湖南省に本部をもつ湘潭大学と国家天文台の科学研究者はこのほど、中国の「郭守敬望遠鏡(LAMOST)」のスペクトルデータと欧州宇宙機関(ESA)の宇宙望遠鏡「ガイア(Gaia)」観測データ(測光・視差)を組み合わせ、222個の高温準矮星(極水平分枝星)を発見しました。うち、131個は複合スペクトル型の高温準矮星です。この成果は国際的な学術誌「アストロフィジカルジャーナル」に掲載されました。
高温準矮星は非常に特殊な小質量星の一種です。その質量は太陽の約半分程度で、表面温度は太陽表面の4倍に達することもあります。このような小質量星の多くは、中心部でヘリウムの核融合が行われている最中であり、小質量星の形成と進化や恒星内部での元素の拡散過程など、天体物理学の最前線の問題を解明する上で重要な意義があります。
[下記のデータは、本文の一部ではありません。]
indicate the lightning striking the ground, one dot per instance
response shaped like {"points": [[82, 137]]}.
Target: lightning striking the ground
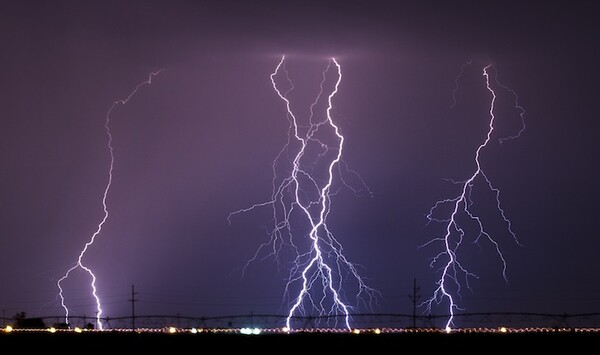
{"points": [[79, 264], [301, 199], [453, 273]]}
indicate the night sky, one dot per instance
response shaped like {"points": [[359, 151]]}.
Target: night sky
{"points": [[198, 143]]}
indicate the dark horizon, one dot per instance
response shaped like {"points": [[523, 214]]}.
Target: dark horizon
{"points": [[199, 142]]}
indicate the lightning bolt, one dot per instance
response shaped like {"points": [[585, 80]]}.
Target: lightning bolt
{"points": [[452, 271], [302, 192], [79, 264]]}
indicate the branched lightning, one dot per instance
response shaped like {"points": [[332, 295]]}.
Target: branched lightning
{"points": [[79, 264], [306, 193], [453, 273]]}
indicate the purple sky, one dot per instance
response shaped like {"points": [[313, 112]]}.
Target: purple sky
{"points": [[198, 144]]}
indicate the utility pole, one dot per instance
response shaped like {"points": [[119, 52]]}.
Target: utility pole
{"points": [[414, 299], [133, 300]]}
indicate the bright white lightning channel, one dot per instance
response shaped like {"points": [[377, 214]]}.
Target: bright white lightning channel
{"points": [[452, 271], [79, 264], [306, 193]]}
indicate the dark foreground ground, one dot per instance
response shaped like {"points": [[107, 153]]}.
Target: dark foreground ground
{"points": [[570, 342]]}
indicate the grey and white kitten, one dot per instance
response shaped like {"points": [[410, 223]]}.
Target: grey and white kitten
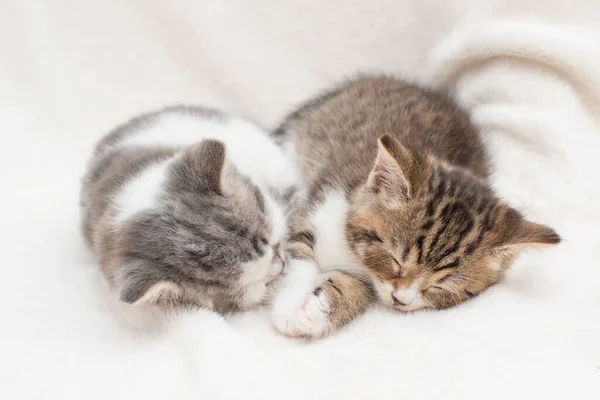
{"points": [[183, 207]]}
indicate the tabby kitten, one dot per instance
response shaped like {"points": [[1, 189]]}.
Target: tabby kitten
{"points": [[184, 207], [398, 207]]}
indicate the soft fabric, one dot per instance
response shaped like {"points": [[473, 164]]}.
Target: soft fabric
{"points": [[70, 70]]}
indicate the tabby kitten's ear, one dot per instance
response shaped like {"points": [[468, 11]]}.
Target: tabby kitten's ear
{"points": [[529, 234], [520, 233], [202, 166], [387, 178], [140, 289]]}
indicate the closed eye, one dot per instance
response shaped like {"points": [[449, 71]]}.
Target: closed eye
{"points": [[397, 267]]}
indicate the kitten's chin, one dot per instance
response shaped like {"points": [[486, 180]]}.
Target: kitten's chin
{"points": [[412, 307]]}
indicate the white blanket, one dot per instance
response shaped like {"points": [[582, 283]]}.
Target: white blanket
{"points": [[70, 70]]}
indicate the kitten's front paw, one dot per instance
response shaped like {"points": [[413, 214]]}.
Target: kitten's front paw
{"points": [[308, 319]]}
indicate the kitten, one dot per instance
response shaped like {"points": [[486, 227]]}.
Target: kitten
{"points": [[398, 207], [183, 207]]}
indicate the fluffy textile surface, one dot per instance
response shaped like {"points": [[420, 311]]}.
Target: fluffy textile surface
{"points": [[71, 70]]}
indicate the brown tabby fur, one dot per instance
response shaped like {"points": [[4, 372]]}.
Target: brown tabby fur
{"points": [[420, 206]]}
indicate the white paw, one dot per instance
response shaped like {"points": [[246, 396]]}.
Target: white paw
{"points": [[308, 319]]}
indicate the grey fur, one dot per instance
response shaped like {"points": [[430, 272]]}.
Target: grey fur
{"points": [[211, 221]]}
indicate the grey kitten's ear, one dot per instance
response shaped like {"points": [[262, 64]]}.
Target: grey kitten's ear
{"points": [[143, 291], [202, 166], [387, 178]]}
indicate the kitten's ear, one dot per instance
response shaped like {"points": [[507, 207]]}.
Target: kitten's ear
{"points": [[534, 234], [203, 166], [526, 234], [149, 293], [387, 178]]}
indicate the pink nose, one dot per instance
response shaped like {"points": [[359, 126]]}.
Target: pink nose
{"points": [[404, 297]]}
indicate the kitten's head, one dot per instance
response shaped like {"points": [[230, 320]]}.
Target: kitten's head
{"points": [[214, 240], [432, 235]]}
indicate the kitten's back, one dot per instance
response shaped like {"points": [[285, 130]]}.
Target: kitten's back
{"points": [[359, 111]]}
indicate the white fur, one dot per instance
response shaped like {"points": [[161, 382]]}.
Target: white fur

現在までに知られている高温準矮星は6000個ほどで、うち3000個以上に大気パラメータがみられます。しかし、これらの既知の高温準矮星の大多数は単一スペクトル型です。複合スペクトルにより同定された高温準矮星は非常に少なく、高温準矮星の形成を研究し、連星の進化過程を知る上で、非常に重要な存在です。
この発見は高温準矮星の形成モデルに新たな可能性を示すものであり、高温準矮星の形成問題の解決に重要な科学的意義があるとみられています。